Big Pharma Wins in Another Supreme Court Accutane Decision

In re Accutane Litigation, 235 N.J. 229 (2018).  [Disclosure:  I argued this appeal, together with co-counsel, on behalf of the plaintiffs.  The opinions expressed in this post are mine alone, and are not attributable to or necessarily reflective of the views of other counsel for plaintiffs in the matter.]  Two months after the Supreme Court barred the experts for plaintiffs in this Multi-County Litigation who claimed that Accutane caused their Crohn’s Disease, striking the death knell for several thousand such cases, the Court yesterday doomed 532 more cases, granting summary judgment to defendants in all of them.

In an opinion by Justice Albin that applied de novo review to the legal issues presented, the Court ruled that plaintiffs did not sufficiently demonstrate that defendants’ warnings about Accutane after 2002 regarding inflammatory bowel disease were inadequate.  The Court applied New Jersey’s Product Liability Act, N.J.S.A. 2A:58C-4 (“NJPLA”), to all the cases, even those in which the plaintiffs lived, were prescribed and took Accutane, and were injured outside of New Jersey, and held that plaintiffs’ evidence did not rise to the level that the NJPLA requires in order to rebut its presumption of labeling adequacy where the FDA has approved the labeling.

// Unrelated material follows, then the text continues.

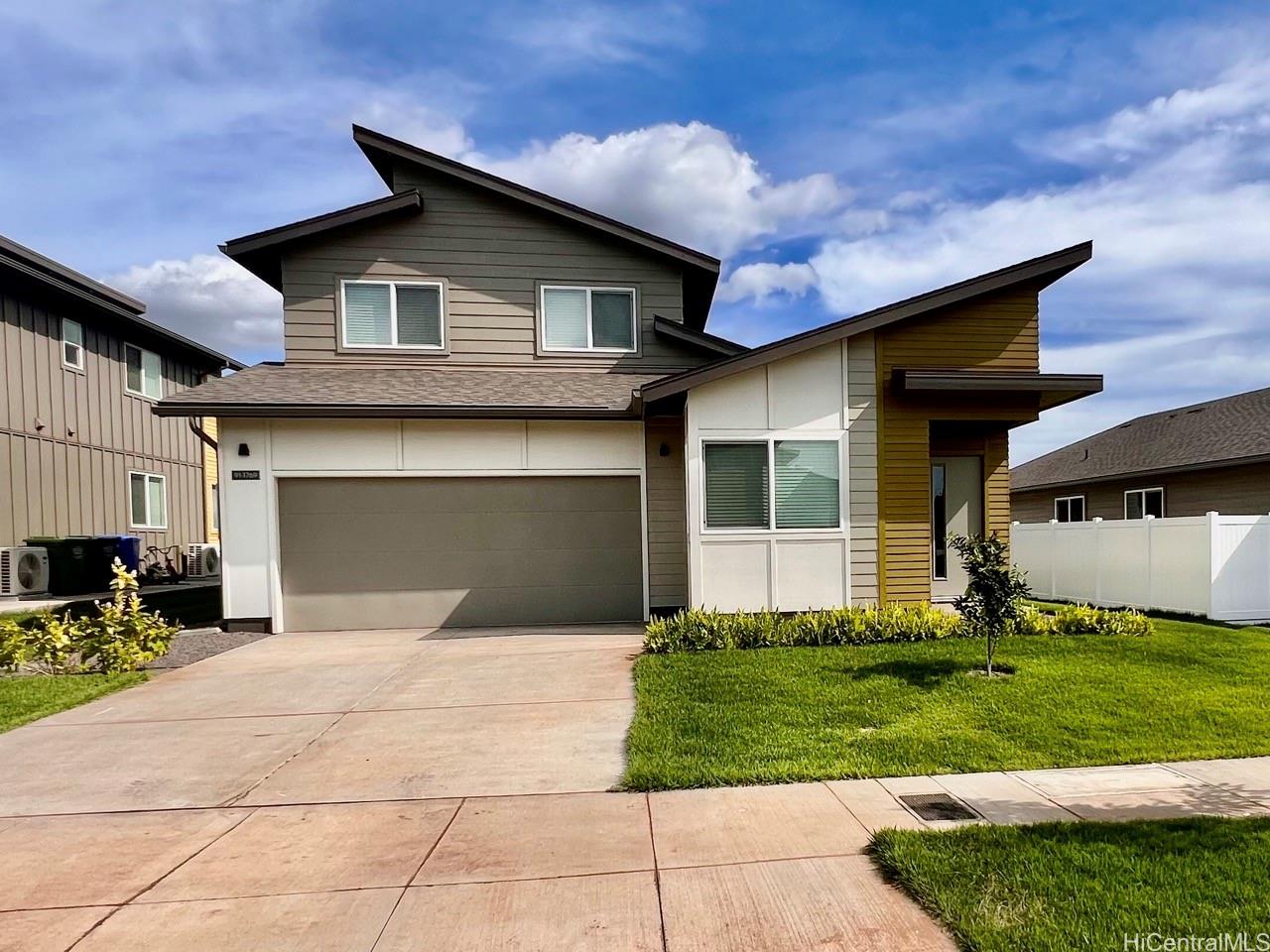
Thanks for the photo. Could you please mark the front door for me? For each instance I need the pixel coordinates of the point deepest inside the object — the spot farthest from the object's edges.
(956, 509)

The decision to apply the NJPLA to plaintiffs from all states was based on the idea, stated in Ginsberg v. Quest Diagnostics, Inc., 227 N.J. 7 (2016), that where there are many, potentially conflicting state laws at issue, it may be more efficient and manageable to apply one state’s law to everyone.  The laws of the 45 states from which the relevant universe of plaintiffs hailed were not uniform, and it would have been an “arduous and burdensome task” to apply the laws of each state, as t had done.  In the circumstances, the factors that comprise the “most significant relationship” test that governs choice of law did not lead to a clear result.  But once the Court applied “overarching principles” such as the needs of the interstate system, the need for certainty, predictability, and uniformity of result, and ease of determination and application of the law to be applied, the Court concluded that the NJPLA should govern globally.

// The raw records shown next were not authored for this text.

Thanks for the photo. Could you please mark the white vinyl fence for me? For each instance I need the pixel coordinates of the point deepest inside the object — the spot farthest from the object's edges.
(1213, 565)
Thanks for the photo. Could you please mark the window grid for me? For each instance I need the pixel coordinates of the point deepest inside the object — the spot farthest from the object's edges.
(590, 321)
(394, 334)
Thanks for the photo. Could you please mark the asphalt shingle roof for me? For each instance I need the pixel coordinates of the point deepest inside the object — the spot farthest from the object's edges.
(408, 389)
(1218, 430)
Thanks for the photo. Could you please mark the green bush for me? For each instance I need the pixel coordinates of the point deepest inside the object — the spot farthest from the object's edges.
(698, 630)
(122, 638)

Justice Albin then proceeded to examine plaintiffs’ evidence in support of their contention that they had overcome the NJLPA’s presumption of labeling adequacy.  He stated that the presumption of labeling adequacy can be rebutted only by clear and convincing evidence.  That is a standard “protective of responsible drug manufacturers,” which the Court found was the intent of the Legislature in adopting the NJPLA.  Analyzing plaintiffs’ proofs one by one, the Court concluded that they did not rise to the required level.

While recognizing that, in this summary judgment context, the evidentiary record needed to be viewed most favorably to plaintiffs, the Court minimized plaintiffs’ evidence in various ways.  Thus, the Court characterized plaintiffs’ proofs as “isolated examples … exhumed from the volumes of evidence” in the overall record.  But gold nuggets are no less golden merely because they are surrounded by other less than valuable materials.  The Court’s view (to shift to a different metaphor) did not fully take account of plaintiffs’  construction of a mosaic of evidence in their favor.

This was another bitter pill for Accutane plaintiffs to swallow.  But the NJPLA’s rebuttable presumption has been difficult to overcome, and this case turned out to be no different.